Обращаясь затем к Дон-Кихоту и путешественникам, он продолжал свою речь в следующих выражениях:
– Это тело, господа, рассматриваемое вашими полными жалости глазами, еще недавно заключало душу, которую небо одарило своими богатейшими дарами. Это тело Хризостома, единственного по уму и любезности, несравненного по благородству, феникса в дружбе, великодушного без расчета, гордого без надменности, веселого без пошлости, одним словом, человека, бывшего первым, как по своим достоинствам, так и по своим несчастиям. Он любил и был ненавидим; он обожал и был пренебрегаем; он хотел укротить дикого зверя, смягчить мрамор, догнать ветер, заставить услышать себя в пустыне; одним словом, он привязался к неблагодарности и она вознаградила его за это тем, что предала его смерти в средине жизни, прерванной одной пастушкой, которую он хотел сделать бессмертною в памяти людей. Это могли бы доказать бумаги, на которые вы обращаете свои взоры, если бы я не был обязан сжечь их, как только мы предадим его погребению.
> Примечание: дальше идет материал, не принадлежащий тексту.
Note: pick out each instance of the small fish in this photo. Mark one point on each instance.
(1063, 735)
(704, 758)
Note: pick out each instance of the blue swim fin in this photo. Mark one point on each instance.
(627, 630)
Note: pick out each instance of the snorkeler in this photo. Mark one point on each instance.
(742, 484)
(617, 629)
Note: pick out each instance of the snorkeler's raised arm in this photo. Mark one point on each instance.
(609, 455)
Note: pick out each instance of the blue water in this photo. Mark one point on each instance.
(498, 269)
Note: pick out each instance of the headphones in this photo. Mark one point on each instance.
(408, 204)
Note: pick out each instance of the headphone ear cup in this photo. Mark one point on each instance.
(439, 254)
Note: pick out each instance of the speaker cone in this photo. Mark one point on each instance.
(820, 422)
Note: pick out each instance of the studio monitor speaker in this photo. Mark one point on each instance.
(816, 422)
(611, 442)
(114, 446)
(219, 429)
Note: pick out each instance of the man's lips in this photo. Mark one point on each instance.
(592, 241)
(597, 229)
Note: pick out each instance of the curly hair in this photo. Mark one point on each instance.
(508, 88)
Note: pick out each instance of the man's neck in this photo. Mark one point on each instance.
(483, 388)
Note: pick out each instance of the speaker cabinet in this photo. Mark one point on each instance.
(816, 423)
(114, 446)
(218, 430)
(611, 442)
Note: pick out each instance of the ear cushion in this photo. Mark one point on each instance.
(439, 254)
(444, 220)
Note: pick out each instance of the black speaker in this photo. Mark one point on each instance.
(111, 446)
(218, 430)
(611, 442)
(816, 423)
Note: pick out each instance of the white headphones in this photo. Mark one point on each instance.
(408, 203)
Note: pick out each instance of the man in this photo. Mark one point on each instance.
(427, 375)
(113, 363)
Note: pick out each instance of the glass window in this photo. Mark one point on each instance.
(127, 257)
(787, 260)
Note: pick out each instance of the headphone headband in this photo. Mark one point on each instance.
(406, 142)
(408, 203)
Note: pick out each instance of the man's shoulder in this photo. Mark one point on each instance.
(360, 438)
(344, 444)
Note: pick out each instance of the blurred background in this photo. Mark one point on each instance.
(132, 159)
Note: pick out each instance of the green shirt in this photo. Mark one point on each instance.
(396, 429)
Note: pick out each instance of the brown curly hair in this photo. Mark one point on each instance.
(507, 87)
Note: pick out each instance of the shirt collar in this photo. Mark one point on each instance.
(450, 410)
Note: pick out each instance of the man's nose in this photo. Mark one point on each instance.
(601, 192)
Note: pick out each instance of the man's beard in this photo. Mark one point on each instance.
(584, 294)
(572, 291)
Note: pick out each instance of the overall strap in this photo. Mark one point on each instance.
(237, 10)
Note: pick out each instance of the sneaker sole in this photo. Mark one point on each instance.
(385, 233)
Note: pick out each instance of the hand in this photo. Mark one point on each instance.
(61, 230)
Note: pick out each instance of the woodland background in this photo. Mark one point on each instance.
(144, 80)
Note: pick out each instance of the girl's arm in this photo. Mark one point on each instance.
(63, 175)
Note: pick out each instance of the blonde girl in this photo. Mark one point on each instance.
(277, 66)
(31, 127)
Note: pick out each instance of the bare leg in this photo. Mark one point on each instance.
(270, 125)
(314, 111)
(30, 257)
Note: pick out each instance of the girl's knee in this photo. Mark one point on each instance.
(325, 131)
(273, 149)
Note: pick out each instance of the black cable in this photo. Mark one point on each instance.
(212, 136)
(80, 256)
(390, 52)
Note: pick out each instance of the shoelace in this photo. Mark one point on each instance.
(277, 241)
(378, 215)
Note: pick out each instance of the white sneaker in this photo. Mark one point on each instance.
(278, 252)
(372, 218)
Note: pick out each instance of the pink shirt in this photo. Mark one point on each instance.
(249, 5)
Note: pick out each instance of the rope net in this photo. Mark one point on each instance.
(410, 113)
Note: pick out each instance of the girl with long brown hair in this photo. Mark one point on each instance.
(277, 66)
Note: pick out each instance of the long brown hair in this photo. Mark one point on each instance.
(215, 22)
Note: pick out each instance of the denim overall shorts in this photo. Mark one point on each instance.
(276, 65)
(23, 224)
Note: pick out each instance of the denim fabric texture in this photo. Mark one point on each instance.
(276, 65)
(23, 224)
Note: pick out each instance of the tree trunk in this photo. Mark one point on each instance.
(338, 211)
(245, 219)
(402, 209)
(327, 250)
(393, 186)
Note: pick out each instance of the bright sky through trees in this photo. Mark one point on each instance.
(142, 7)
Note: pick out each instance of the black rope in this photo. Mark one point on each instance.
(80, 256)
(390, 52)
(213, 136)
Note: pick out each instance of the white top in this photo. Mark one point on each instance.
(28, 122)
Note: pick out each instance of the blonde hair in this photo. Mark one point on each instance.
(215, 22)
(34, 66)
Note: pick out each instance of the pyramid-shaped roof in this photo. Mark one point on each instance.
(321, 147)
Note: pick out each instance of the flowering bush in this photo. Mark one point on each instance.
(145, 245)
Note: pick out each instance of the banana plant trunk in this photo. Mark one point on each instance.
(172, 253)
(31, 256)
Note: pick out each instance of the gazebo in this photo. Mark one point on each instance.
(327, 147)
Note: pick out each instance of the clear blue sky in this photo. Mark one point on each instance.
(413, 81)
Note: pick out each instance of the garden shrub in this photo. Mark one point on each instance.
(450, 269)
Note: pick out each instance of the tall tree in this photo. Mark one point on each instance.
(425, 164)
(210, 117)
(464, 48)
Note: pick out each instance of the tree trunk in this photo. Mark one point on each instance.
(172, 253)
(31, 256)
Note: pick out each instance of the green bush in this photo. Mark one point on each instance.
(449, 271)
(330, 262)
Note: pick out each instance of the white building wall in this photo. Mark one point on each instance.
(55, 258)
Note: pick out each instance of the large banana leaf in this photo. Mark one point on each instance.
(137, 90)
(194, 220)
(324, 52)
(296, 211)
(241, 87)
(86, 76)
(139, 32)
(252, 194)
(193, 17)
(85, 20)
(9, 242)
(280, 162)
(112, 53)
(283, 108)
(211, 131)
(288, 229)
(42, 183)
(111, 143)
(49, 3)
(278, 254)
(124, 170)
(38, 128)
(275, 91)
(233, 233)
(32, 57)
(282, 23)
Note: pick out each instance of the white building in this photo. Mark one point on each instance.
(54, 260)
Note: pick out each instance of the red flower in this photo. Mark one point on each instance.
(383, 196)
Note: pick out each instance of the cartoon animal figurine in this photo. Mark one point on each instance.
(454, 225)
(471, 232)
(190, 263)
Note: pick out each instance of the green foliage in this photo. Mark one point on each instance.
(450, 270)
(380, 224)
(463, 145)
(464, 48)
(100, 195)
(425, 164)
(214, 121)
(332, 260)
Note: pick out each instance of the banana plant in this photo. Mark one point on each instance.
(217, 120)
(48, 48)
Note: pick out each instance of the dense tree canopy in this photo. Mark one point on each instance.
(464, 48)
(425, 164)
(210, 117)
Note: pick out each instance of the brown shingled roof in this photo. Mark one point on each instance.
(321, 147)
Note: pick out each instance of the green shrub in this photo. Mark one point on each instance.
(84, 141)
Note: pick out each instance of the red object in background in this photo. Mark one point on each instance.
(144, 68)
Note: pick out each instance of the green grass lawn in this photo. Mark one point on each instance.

– Это будет суровее, чем поступил бы с ними сам автор их, – сказал Вивальдо. – Несправедливо и неразумно исполнить в точности волю того, кто приказывает что-либо противное рассудку. Весь мир предал бы порицанию Августа, если бы он согласился исполнить волю божественного мантуанского певца. Поэтому, господин Амброзио, удовлетворитесь тем, что предайте земле тело вашего друга, но не предавайте забвению его произведений. Если приказания даны человеком б возбужденном состоянии, то вам нет основания становиться его слепым орудием. Напротив, оставляя жить эти писания, вы увековечите тем жестокость Марселлы, чтобы она служила примером для будущего времени и чтобы люди остерегались впадать в подобные же пропасти. В самом деле, мы, все присутствующие здесь, знаем о любви вашего друга и его отчаянии; нам известны привязанность, соединявшая вас с ним, причина его смерти и распоряжения, оставленные им, прежде чем положить конец течению своих дней; и эта грустная история превосходно показывает всем величие его любви, жестокость Марселлы, вашу преданность в дружбе, а также и печальный конец, ожидающий всех, кто слепо предается гибельным соблазнам любви. Вчера вечером мы узнали о смерти Хризостома и о том, что его должны предать погребению в этом месте; и столько же из сочувствия, сколько из любопытства, мы свернули с дороги, чтобы посмотреть на того, рассказ о ком нас живо тронул. В вознаграждение за одушевляющее нас чувство, – увы! единственное, что мы можем предложить вам в несчастии, – мы просил вас, благоразумный Амброзио, – по крайней мере, я, с своей стороны, умоляю отказаться от сожжения этих рукописей и позволить мне взять некоторые из них.
И, не дожидаясь ответа, Вивальдо протянул руку и взял несколько ближайших к нему листов. На это Амброзио сказал ему:
– Из вежливости, господин, я согласен оставить у вас то, что вы взяли; но вы сильно бы ошиблись, если бы подумали, что я могу отказаться от сожжения остального.